Tag Archives: Pulpit

The Aching Bellies of Churchgoing Folk

Standard
The Aching Bellies of Churchgoing Folk

In the mid-90’s, an old friend of my family planted a new church. As I recall, we missed his virgin sermon, attending instead a morning service a few weeks later. I remember that day all too vividly.

My parents sat in the front pew; I felt more comfortable sitting five rows back with my brother and sister. We sang three hymns, read from the Gospel of Matthew, and then worked our way through two more songs. All things considered, the service progressed swimmingly. That is until the new visitors were encouraged to stand and introduce themselves.

My dad said, “Hello, I’m so and so,” and I duly waited my turn.
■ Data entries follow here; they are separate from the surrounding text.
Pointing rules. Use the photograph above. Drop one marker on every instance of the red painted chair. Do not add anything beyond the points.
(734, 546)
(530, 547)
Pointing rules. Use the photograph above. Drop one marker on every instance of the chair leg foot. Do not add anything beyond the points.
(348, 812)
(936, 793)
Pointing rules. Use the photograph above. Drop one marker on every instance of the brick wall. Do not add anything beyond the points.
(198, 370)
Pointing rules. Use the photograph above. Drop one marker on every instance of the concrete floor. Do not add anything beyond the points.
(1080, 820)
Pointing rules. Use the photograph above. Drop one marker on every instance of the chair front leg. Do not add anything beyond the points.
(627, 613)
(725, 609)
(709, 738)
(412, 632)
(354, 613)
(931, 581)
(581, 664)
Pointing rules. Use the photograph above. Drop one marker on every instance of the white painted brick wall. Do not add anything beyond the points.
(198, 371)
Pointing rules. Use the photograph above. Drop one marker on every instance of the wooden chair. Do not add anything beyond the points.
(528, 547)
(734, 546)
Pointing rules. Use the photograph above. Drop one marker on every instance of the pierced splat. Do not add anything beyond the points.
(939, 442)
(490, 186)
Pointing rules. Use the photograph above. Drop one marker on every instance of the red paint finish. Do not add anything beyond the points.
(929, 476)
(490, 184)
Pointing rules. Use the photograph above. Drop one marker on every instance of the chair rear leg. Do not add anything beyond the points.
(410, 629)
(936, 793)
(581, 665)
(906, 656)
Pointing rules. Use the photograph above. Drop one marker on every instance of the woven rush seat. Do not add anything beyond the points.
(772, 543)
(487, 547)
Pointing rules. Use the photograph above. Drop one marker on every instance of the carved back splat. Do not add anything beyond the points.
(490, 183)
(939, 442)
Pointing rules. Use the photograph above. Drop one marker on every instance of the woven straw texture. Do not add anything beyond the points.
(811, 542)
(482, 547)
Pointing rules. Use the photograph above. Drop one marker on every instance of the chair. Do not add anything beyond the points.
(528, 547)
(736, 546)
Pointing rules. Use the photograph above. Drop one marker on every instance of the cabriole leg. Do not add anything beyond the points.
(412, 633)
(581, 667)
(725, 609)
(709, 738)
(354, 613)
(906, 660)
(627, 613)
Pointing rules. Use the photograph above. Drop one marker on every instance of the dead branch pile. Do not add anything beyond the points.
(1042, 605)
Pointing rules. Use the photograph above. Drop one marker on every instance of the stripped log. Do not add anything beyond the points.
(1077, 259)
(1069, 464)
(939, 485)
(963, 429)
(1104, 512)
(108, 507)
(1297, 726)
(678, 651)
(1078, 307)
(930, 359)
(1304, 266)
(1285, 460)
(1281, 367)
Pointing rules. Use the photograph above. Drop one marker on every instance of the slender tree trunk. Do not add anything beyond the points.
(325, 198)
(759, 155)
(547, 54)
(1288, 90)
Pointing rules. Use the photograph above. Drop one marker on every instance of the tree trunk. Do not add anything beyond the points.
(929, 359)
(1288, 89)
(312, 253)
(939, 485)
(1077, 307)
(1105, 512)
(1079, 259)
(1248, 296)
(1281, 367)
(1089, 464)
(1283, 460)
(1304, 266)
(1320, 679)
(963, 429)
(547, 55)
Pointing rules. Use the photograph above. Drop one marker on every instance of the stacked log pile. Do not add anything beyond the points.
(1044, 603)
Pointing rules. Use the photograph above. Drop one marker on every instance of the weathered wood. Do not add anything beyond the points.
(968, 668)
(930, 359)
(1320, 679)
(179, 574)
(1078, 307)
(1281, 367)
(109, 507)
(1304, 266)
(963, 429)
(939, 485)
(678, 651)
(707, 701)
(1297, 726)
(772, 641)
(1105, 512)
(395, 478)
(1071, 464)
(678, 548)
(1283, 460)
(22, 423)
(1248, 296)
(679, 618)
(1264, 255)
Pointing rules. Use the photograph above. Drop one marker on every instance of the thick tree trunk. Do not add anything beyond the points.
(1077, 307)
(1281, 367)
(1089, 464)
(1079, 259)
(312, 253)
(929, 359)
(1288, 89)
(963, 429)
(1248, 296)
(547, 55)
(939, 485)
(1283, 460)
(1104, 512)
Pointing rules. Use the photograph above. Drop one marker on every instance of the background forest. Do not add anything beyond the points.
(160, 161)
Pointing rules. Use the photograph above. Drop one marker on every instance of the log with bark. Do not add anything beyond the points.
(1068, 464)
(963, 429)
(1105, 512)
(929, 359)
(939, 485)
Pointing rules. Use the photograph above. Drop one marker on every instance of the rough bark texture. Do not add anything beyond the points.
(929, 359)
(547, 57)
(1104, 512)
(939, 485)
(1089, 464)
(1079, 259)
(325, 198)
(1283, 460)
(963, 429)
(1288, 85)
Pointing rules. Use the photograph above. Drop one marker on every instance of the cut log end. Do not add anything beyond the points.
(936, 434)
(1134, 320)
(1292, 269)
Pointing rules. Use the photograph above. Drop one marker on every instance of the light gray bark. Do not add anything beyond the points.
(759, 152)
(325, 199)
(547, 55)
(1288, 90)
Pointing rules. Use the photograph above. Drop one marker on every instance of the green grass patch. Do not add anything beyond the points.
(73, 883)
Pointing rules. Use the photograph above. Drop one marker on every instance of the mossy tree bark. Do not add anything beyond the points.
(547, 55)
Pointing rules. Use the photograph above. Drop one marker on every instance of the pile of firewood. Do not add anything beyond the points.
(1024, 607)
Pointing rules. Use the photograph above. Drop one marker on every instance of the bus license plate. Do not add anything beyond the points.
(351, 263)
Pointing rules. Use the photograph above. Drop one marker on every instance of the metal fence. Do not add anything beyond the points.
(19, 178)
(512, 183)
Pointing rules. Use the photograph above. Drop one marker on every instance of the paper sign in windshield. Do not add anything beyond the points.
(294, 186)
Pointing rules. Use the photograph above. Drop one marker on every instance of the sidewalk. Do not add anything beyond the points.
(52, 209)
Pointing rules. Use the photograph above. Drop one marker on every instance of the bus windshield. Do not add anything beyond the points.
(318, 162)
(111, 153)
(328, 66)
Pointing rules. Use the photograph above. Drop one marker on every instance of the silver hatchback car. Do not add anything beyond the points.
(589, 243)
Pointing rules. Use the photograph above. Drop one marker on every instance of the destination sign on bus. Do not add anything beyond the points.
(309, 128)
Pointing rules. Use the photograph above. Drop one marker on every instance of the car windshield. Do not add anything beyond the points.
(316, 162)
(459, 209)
As the introductions commenced, my mind started to wander to my mum’s delicious Sunday roast at home. There was no need for me to pay attention, after all; my siblings would be my cue to get ready. They’re older than me. Obviously they’d be asked to speak before me.

Boy, was I wrong.

It came to pass that the boy raised his eyes to the man on the pulpit. And he, this anointed agent of Heaven with the godly eyebrows and obsidian robes, pointed a quivering finger at the youth’s gluttonous heart, thus casting out the roast reverie and delivering the child from his gravy daydream. ‘Twas as if God himself demanded, “WHO ARE YOU, BOY?”

Who, me? I was a deer in the headlights of onrushing shame. Futilely, I gestured to my parents — suddenly, so far away — and then, I tried to explain myself. I said, “I am…my father’s son.”

Never let it be said that I’m a liar.

A punchline silence greeted my declaration, shortly followed by laughter — the entire congregation were rolling in the aisles. And after the bellies of these good churchgoing folk ached too much to continue, my wiseass brother affectionately nudged me and announced, “I’m his brother.” Another round of chortling ensued and my humiliation was complete.

I’ve never lived this faux pas down, and I don’t really care to. It’s a fun story to tell. And it served me well when I toasted my parents at my sister’s wedding. “I am my father’s son. I am my mother’s son. And I’m very proud of that.”